Membrane anchored factor in novel Shigella strain mediates internalization in GBM cells
We removed MsbB1 and MsbB2 myristoylation factors from the round 50 GBM-infecting Shigella using recombineering (Supplementary Figure 4). As expected from previous reports (34–37), removal of the myristoylation enzymes lowered the TLR4 detection relative to unmodified Shigella (p < 0.05 via ANOVA, Supplementary Figure 5). Interestingly, removing MsbB1 also decreased the recovery of Shigella that internalized into GBM cells from an average of 2.82 × 104 to 320 bacteria per group (p < 0.05 via ANOVA). Removal of both MsbB1 and MsbB2 completely abrogated internalization to an average of <1 bacterium recovered. Confocal imaging of GBM cells treated with either R50, MsbB1 KO, or MsbB1 and MsbB2 KO demonstrate a significant decrease in cells internalizing Shigella (Figure 5). After MsbB1 was removed, the percentage of Shigella-positive cells dropped from 95% to 25% (p < 0.05 via ANOVA). Quantifying the fluorescent Shigella signal indicated that MsbB1 removal reduced the mean signal to 0.425 rfu compared to 6.16 rfu for R50 (~14.5-fold decrease in signal). Removal of both MsbB1 and MsbB2 resulted in 0% of cells with a Shigella internalized and a fluorescent signal of 0.009 rfu (~684-fold decrease). GBM cells that did demonstrate Shigella internalization after removal of myristoylation factor MsbB1 had similar numbers of internalized Shigella compared to R50. The growth curves of R50, MsbB1 KO, and MsbB1 and MsbB2 KO Shigella are presented in Supplementary Figure 6.

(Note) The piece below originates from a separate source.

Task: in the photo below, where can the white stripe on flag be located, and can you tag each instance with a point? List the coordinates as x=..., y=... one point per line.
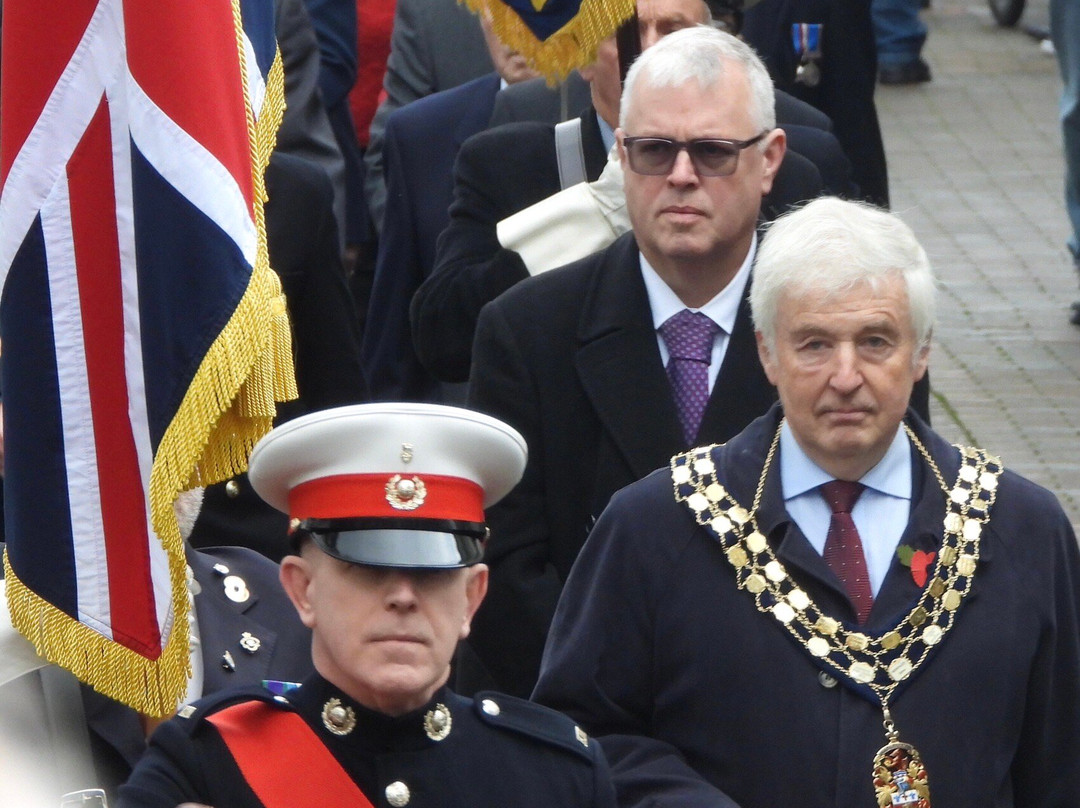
x=187, y=165
x=256, y=84
x=133, y=349
x=80, y=453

Figure 5 Characterization of GBM-infecting Shigella. (A) GBM-infecting Shigella, GBM-infecting Shigella MsbB1 and MsbB2 knock-out, and control Shigella were incubated with U-251 GBM cells. Gentamycin and washing eliminated non-internalized bacteria. Cells were fixed, stained with Hoechst 33342 for DNA (blue), Phalloidin for F-Actin (red), anti-Shigella antibody (ab65282), and counterstained with Alexa Fluor 488 (green) to visualize Shigella using confocal fluorescence microscopy. (B) The percentage of U-251 cells with internalized Shigella identified via microscopy is plotted. (C) The mean number of Shigella rods per U-251 cell, with at least one Shigella rod inside the cell membrane. (D) The average signal intensity of Shigella fluorescence is quantified and plotted (*p < 0.05 by ANOVA, n = 3 individual fields/group). (E) GBM-infecting Shigella or MsbB1 and MsbB2 knock-out Shigella are incubated with GBM cells. Internalized Shigella was recovered and plated on TSB + Congo Red plates to quantify internalized bacteria. GBM, glioblastoma; TSB, Tryptic Soy Broth.
Discussion
In this study, we demonstrated a method to generate S. flexneri clones that selectively internalize into GBM cell lines. We first selected a strain of Shigella that does not express Shiga toxins to improve the safety profile of the platform (12). After only 50 rounds of co-culture with GBM cells, Shigella clones demonstrated a high propensity for internalizing into GBM cells. We observed less than one cell per field with internalized Shigella after five rounds of co-culture compared to 95% of cells infected with multiple bacteria after 50 rounds of co-culture. GBM-infecting Shigella retained LPS surface markers and the virulence plasmid throughout the co-culture process. Finally, we developed an in-cell western screen to complement the co-culture assays to improve patient specificity of the platform without further co-culture assays. In-cell western screening provides the opportunity to personalize this platform quickly for each patient tumor or to identify an optimal GBM-infecting Shigella clone for GBM cell lines that cannot be reliably cultured for 50 rounds of co-culture assays.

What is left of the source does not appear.